Critical: The run() function name is mandatory and cannot be changed. The do_ai_task() function can be renamed and customized.

Step 4: Create Demo Script

Create demo.py to test your implementation:

import my_ai_lib
from aioz_ainode_adapter.schemas import InputObject

def main():
    """Demo function to test your AI library."""
    input_obj = InputObject(
        input_image="wiki/aioz.png", 
        example_param="example"
    )
    output_obj = my_ai_lib.run(input_obj)
    print(f"Output: {output_obj}")

if __name__ == '__main__':
    main()

The my_ai_lib.run() function receives an InputObject and returns an OutputObject.

Run this command to test your implementation:

python demo.py

Expected console output:

Input: type='InputObj' device='cuda' model_storage_directory='models' input_image='wiki/aioz.png' example_param='example'
Output: type='OutputObj' text='This is the AI task result' output_image=FileObject(type='FileObj', data=<_io.BufferedReader name='wiki/aioz.png'>, name='output_image.png')

Step 5: Add Model Weights

Place your trained model files in the models/ directory:

models/
├── model.pth          # Your trained model
├── config.json        # Model configuration
└── etc. 

Step 6: Create Prediction Script (For Private Submission)

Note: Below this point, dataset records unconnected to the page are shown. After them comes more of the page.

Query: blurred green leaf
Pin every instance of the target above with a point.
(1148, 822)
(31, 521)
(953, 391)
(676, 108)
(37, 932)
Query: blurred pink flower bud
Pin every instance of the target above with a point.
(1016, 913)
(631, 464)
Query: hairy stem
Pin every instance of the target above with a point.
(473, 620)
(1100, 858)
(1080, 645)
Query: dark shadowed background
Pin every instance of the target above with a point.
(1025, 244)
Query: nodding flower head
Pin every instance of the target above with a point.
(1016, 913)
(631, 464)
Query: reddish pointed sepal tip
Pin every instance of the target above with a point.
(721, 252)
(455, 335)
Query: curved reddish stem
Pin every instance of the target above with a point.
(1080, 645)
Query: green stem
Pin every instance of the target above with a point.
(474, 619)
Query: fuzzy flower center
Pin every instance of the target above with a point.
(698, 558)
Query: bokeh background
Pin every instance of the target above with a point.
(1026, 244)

Implement the predict_submission() function in my_ai_lib/predict_submission.py:

Requirements:

  • Function accepting test data folder path (string).
  • Load your trained model.
  • Process test dataset.
  • Generate predictions.
  • Save results as ./result.csv

Implementation Template:

from aioz_ainode_adapter.schemas import InputObject
import my_ai_lib

def predict_submission(test_data_folder: str):
    """
    Generate predictions for challenge submission.
    
    Args:
        test_data_folder: Path to test data directory
    """
    # Load your model
    # Process test data
    # Generate predictions
    # Save to ./result.csv

    # Example:
    # Find test data folder (contains X-ray images - can use os.walk() to find all image files)
    # Loop with each image:
    # - You define InputObject
    #     input_obj = InputObject(
    #     input_image=str(img_path),
    #     example_param=str(example),
    # )
    # - Output (label is predicted from your model): output = my_ai_lib.run(input_obj)
    # - Write the predicted label (output.text) to result.csv (format: id, label)
    pass

def main():
    """Main function for testing submission."""
    predict_submission("path/to/test/data")

if __name__ == '__main__':
    main()

Important: The result.csv must match the challenge's sample submission format.

Verify Your Submission:

python -m my_ai_lib.predict_submission

Submission Guidelines

Submission format

The submission file has two field:

  • id: The unique name corresponding to each image.
  • label: The predicted label for the corresponding image.

Example:

id,label
ce6e440e-2cfc-4684-97d7-fa3a7db7d799.jpeg,0
dec0a17f-9981-423e-8e0e-ebee7cb51b23.jpeg,1

License

This repository is licensed under the MIT License.